Pencereme gelen papağanı yakalamak istemeye başlamıştım kaç zamandır. Bir dosta ihtiyacım vardı. Evet, iş yerimde bir sürü insan bulunuyordu; ama onlar insandı işte. İnsandan dost olmazdı. İnsanlar söz konusu olduğunda, bir sürü değişken oluyordu ve benim değişkenlere tahammülüm hiçbir zaman olmamıştı.

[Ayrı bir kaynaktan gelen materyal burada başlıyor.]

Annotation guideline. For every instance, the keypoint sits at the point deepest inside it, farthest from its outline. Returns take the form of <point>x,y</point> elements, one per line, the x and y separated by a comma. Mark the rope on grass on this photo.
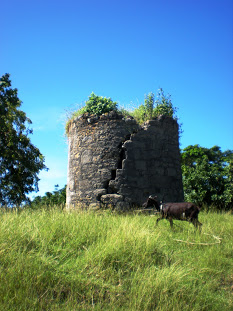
<point>197,243</point>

Kalın bir çorabın içine koyacağım çekirdekleri, pencereme asmak suretiyle hazırladığım bir tuzakla yakalayacaktım müstakbel dostumu.
Tıpkı normalde dişlerini fırçalamayan birisinin, bir randevu için dişlerini fırçalamasında ağzına yabancı gelen nane kokusu gibi alışılmadık ve kötücül olacaktı tuzağım. Tuzaklar kötücül olmazlar mıydı zaten? Amaç kötü olmasa bile…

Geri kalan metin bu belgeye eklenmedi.